By January 9, 2017G Spot, Opinion

The Presence of the absent

By Virginia J. Pasalo

 

TODAY I woke up from a dream, a dream that reminded me of a friendship that has always been present, despite its seeming absence. I dreamt of a race track with many people, and noticed a group dismayed by my arrival. Someone from that group exclaimed, within my hearing distance, “Here she comes again, we will not be able to ride with him. We have to find a ride somewhere.”

The next scene was in a hallway of a building, which I assumed to be yours, because you moved around with the comfort and confidence of one who owns it. And then, I saw someone strange, belonging to a more recent time, a staff of ISISCO in Morocco, spooning a portion of a cake, which your fingers took, and directly put in my mouth. This man from Morocco, what was he doing in my dream, and giving me a furtive glance and a smirk?

You were talking about a place, which you told me is owned by a friend, and that which I might appreciate staying in to focus on my writing. I was not talking. You seem to be the one talking all the time in that dream. I was not even writing, something I always did in a dream, I was just listening to you, taking in your words, and the warmth that flowed as you uttered them.

And then I find myself walking, in a cross section of a wide road radiating to at least six destinations, where three of your employees managed to cross by putting up a banner even on a stop signal, which dismayed the other groups waiting for the proper time to go. Someone shouted angrily, “Hey, guys, you have assimilated the culture of your boss, stopping at nothing to get what he wants.”

And it is true. You will kneel, you will cry, you will lie, to get your carrot. The stick never scared you. It amazes me, dreams have a way of encapsulating concepts of unrelated events, forming a memory of a person, and evoking the exact feelings as they were, a very long time ago.

In the many times my life was in crisis, you were there. Because I am not in the habit of profusely expressing gratitude, you might have thought that I am not grateful enough, that I do not value the friendship as much, and that I do not care.

I care and I remember. I remember a total stranger barging into my life, a mythological animal – half goat, half fish, with a horned head and the most childlike human adult face, from the second highest order of a human hierarchy in a constellation with three stars and real planets.

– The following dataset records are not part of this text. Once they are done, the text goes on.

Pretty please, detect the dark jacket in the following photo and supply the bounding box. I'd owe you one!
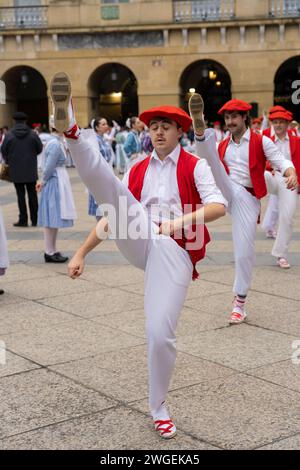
[1,123,43,183]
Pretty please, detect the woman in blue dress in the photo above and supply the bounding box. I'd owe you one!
[88,117,113,220]
[36,131,76,263]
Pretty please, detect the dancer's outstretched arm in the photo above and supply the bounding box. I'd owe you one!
[189,93,232,203]
[68,217,108,279]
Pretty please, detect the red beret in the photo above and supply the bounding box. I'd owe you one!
[140,106,192,132]
[269,111,293,122]
[218,99,252,114]
[252,118,262,124]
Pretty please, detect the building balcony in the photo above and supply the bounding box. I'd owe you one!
[0,6,48,30]
[269,0,300,18]
[173,0,235,23]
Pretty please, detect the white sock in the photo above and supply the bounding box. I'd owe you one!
[44,227,58,256]
[153,402,170,421]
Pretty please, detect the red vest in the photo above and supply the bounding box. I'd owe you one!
[219,131,267,199]
[266,134,300,185]
[128,148,210,280]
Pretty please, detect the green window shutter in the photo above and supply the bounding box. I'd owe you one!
[101,6,120,20]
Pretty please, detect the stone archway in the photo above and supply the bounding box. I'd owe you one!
[1,65,49,126]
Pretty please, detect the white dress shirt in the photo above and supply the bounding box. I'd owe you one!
[123,144,227,223]
[274,133,292,161]
[224,129,294,188]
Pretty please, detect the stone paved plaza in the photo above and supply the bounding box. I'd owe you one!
[0,169,300,450]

You were a star, around which planets have started to exhibit signs of life, but immediately returned to their dry existence the very moment you left. In this sense, your presence is an unsustainable relationship paradigm, ephemeral, in constant motion, unable to take root. Nonetheless, you were a delight in the garden of nymphs and goddesses who were too mesmerized to use their reason or to call on their pride as you touched their bodies, submitting to the pleasures of your touch and your words, accepting that such happiness will pass, like a conflagration quickly dissipating into ashes.

Our friendship evolved over time. At times, it tasted acrid, at times it smelled sweet. Sometimes it appeared to be at its darkest, and sometimes it exhibited its most ideal state of luminosity. At other times it appeared as clouds, taking me to a cruise in a blue sky, at times as lighting taking me to the center of a heavy storm.  It was shallow, as it was deep. And because it is true that the people closest to you are in the best position to do anything to you, your friendship empowers, as much as it can take away breath.